Bomb It 2 explores the indigenous street art scenes in Singapore, Bangkok, Jakarta, Hong Kong, Tel Aviv, Perth, Melbourne, Copenhagen, Chicago, Austin and the Palestinian refugee camps on the West Bank.
Using a ultra compact camera and sound package, Reiss travelled by himself to film artists and writers representing a wide range of cultures, styles and beliefs including Alex Face, Ash Keating, Beejoir, Bon, Darbotz, Foma, Great Bates, Husk Mit Navn, Inspire, Killer Gerbil and Zero, Klone, Know Hope, Phibs, Mars, MIC, Sloke, Stormie Mills, Thor, Twoone, Vexta, Victor Ash, Xeme, and Zero Cents, among others.
In the Middle East, Reiss talks with Muhnned Alazzh in the West Bank where Alazzh emphasizes the cultural and political significance of writing on the wall in the Palestinian refugee camps. To Alazzh, graffiti and street art have no place on the barrier between Israel and Palestine because they distract the public from “ugliness of that wall”.

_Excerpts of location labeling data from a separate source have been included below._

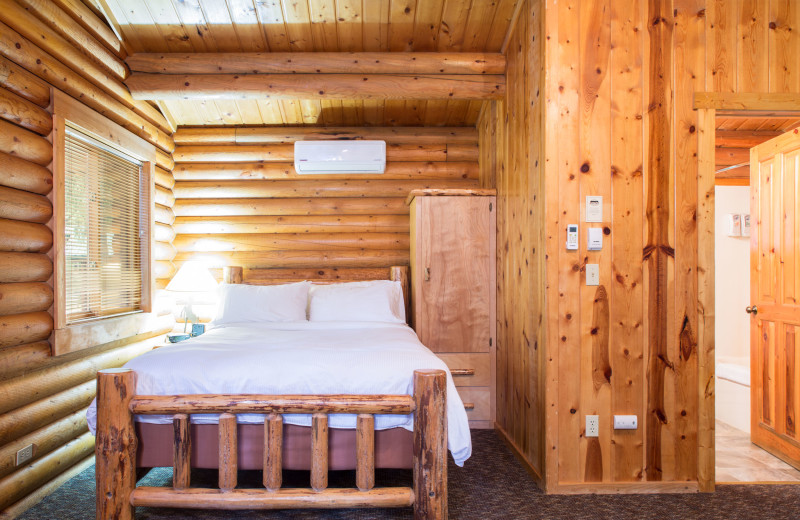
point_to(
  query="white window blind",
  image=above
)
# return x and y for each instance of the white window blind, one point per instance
(103, 223)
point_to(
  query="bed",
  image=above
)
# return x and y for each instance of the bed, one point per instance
(313, 395)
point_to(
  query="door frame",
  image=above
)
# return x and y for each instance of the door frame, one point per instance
(708, 106)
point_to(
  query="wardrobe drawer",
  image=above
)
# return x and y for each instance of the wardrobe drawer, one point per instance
(469, 369)
(479, 398)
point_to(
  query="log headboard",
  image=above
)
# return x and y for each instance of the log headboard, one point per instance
(270, 276)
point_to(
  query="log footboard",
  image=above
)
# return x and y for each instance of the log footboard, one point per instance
(116, 446)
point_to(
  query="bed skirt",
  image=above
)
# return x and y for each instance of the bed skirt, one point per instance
(393, 447)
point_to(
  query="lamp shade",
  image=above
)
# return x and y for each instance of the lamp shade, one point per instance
(192, 277)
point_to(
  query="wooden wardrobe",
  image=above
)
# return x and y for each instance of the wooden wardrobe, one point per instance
(453, 257)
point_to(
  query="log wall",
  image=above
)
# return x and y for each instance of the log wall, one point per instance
(44, 398)
(511, 148)
(239, 201)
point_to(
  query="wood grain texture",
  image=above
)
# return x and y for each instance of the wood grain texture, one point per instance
(116, 444)
(314, 86)
(318, 62)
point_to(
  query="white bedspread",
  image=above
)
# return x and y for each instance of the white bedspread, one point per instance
(298, 358)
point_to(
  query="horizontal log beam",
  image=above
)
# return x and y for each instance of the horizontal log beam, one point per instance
(300, 259)
(62, 23)
(310, 206)
(164, 251)
(24, 175)
(27, 145)
(288, 135)
(17, 485)
(45, 439)
(743, 138)
(291, 242)
(19, 329)
(731, 156)
(18, 110)
(13, 360)
(49, 41)
(163, 232)
(23, 83)
(17, 298)
(285, 498)
(258, 403)
(309, 188)
(24, 267)
(319, 62)
(293, 224)
(23, 205)
(395, 170)
(317, 86)
(22, 51)
(164, 178)
(285, 152)
(164, 197)
(743, 102)
(96, 26)
(24, 237)
(41, 384)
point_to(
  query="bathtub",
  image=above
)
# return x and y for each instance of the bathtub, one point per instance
(733, 392)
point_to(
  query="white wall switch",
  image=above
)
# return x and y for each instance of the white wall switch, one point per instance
(626, 422)
(594, 208)
(592, 274)
(572, 236)
(595, 239)
(592, 426)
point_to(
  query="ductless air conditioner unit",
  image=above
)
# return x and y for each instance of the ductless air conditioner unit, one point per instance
(339, 156)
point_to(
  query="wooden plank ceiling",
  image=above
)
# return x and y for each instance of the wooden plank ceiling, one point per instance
(734, 138)
(315, 26)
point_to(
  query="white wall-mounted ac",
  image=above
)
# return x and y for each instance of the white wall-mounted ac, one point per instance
(339, 156)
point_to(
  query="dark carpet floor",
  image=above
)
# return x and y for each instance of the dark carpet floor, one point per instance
(492, 484)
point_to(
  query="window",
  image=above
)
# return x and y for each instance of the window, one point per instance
(102, 229)
(104, 223)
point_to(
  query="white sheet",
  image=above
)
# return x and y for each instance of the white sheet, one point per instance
(298, 358)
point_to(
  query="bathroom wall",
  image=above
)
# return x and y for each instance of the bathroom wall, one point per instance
(732, 259)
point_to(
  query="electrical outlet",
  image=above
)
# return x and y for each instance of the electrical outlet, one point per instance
(592, 426)
(24, 455)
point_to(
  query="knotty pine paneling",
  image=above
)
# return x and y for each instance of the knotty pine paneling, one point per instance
(249, 207)
(43, 397)
(511, 153)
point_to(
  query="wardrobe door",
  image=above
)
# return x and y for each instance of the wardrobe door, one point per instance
(454, 289)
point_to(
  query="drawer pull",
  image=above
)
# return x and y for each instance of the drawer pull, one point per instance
(463, 372)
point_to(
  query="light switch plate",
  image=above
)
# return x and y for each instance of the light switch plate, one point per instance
(592, 274)
(626, 422)
(594, 208)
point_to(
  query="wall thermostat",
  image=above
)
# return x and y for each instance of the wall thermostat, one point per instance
(572, 236)
(595, 239)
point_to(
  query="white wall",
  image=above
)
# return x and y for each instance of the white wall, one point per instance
(732, 271)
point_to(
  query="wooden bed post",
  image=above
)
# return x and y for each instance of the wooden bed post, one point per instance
(430, 445)
(115, 447)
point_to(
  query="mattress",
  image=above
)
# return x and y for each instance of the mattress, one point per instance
(305, 357)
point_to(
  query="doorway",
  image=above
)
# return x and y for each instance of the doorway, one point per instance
(737, 459)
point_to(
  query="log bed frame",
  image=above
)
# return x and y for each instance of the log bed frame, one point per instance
(116, 445)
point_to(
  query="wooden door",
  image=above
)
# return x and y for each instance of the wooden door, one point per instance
(775, 293)
(453, 265)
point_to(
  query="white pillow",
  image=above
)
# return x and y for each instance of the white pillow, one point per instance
(261, 303)
(378, 300)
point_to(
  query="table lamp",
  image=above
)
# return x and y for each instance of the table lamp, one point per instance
(192, 278)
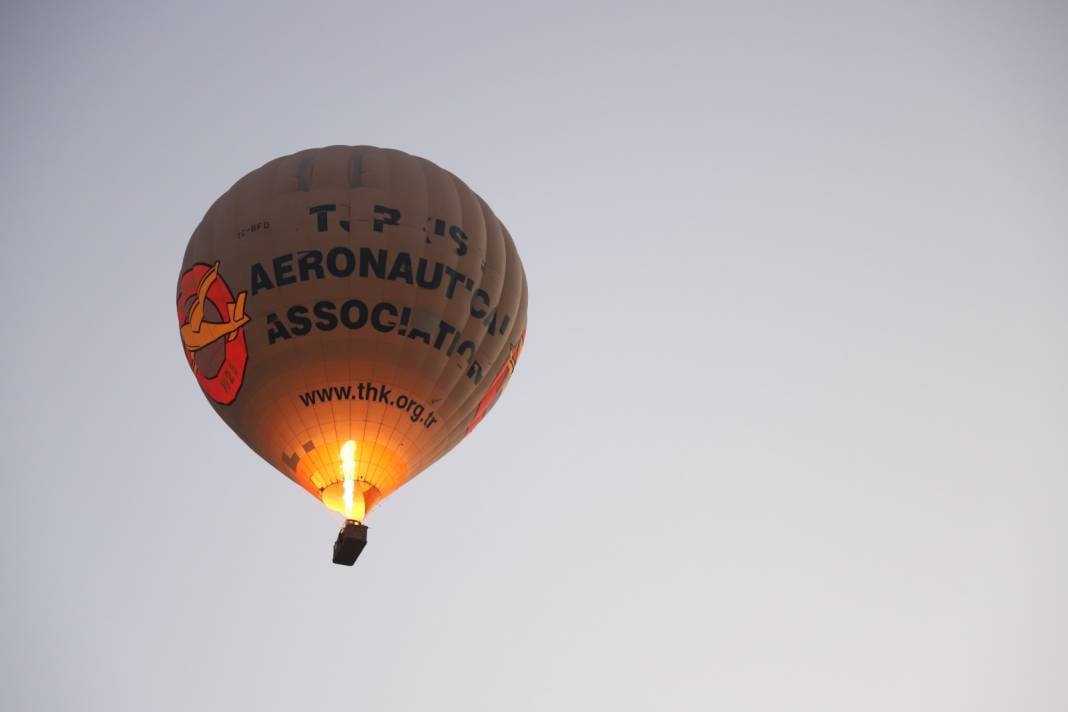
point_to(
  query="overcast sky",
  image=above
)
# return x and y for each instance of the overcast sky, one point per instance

In Jakarta, Indonesia, Darbotz’s work is heavily influenced by his study of semiotics. Instead of applying a signature to his pieces, Darbotz paints his signature squid monsters in black and white, to distinguish them from the explosion of color on the Jakarta streets.

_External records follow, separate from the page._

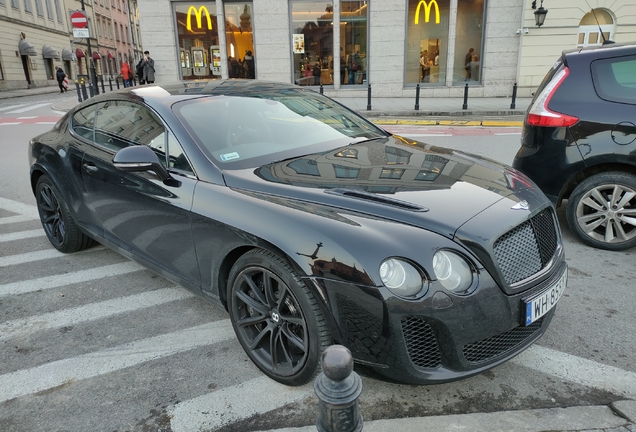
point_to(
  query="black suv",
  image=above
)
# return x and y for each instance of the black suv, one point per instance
(579, 142)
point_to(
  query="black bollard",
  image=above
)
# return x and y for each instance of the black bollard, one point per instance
(79, 94)
(417, 97)
(338, 389)
(465, 106)
(84, 93)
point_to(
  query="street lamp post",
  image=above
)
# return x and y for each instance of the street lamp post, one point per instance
(90, 58)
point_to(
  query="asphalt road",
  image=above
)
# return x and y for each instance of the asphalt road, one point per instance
(91, 341)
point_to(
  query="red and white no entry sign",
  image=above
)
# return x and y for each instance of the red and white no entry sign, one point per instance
(78, 19)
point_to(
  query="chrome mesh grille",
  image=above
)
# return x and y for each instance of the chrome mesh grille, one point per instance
(421, 343)
(527, 248)
(494, 346)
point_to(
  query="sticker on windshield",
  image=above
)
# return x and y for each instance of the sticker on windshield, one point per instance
(229, 156)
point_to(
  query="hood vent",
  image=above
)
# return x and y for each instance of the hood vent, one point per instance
(377, 199)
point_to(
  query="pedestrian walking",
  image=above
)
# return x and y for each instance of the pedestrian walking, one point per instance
(148, 74)
(126, 74)
(60, 75)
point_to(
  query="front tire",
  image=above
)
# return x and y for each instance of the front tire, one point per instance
(59, 226)
(276, 318)
(602, 211)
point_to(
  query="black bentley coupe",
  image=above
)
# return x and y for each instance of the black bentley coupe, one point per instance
(309, 225)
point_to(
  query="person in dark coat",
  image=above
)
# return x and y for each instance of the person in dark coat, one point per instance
(250, 71)
(60, 75)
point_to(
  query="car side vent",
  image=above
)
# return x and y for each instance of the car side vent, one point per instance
(378, 199)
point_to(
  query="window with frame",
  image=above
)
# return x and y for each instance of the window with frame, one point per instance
(353, 42)
(312, 42)
(589, 33)
(615, 79)
(427, 41)
(58, 11)
(49, 10)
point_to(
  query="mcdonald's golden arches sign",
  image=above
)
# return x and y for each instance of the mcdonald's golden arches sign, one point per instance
(198, 13)
(427, 11)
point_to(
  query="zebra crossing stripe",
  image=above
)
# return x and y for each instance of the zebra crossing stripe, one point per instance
(223, 407)
(11, 107)
(29, 108)
(17, 219)
(19, 208)
(54, 374)
(39, 255)
(21, 235)
(90, 312)
(23, 287)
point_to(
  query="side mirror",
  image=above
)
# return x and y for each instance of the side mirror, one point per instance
(140, 158)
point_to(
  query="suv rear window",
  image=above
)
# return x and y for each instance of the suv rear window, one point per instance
(548, 77)
(615, 79)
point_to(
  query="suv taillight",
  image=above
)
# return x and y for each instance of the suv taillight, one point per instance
(540, 115)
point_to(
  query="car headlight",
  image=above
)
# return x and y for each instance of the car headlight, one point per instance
(401, 278)
(452, 271)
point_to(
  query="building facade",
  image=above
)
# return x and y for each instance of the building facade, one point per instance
(36, 36)
(34, 39)
(394, 45)
(569, 24)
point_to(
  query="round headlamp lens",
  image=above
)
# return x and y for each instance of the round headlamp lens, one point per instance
(401, 278)
(452, 270)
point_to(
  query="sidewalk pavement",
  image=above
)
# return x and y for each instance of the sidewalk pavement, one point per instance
(385, 111)
(618, 417)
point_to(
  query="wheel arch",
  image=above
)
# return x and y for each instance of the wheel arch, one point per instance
(589, 171)
(225, 267)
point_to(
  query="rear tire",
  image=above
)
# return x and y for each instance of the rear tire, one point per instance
(59, 226)
(276, 318)
(601, 211)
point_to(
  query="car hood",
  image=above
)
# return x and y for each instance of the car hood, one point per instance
(394, 178)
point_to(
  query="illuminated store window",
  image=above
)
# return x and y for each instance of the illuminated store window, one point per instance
(312, 42)
(468, 41)
(353, 42)
(198, 36)
(427, 41)
(240, 40)
(589, 34)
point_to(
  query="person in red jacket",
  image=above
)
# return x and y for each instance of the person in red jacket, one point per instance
(126, 74)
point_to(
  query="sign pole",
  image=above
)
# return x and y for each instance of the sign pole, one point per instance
(90, 59)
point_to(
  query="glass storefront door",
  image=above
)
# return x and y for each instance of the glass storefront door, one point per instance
(312, 42)
(353, 42)
(198, 37)
(468, 41)
(427, 41)
(240, 40)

In Singapore, Reiss connects with street artists Zero and Killer Gerbil, who explain the paradox of doing graffiti in one of the most highly policed states in the world. Despite the serious risk of fines, jail time and canings, the friends explain why getting their message out through their art work is more important than suffering the possible legal consequences.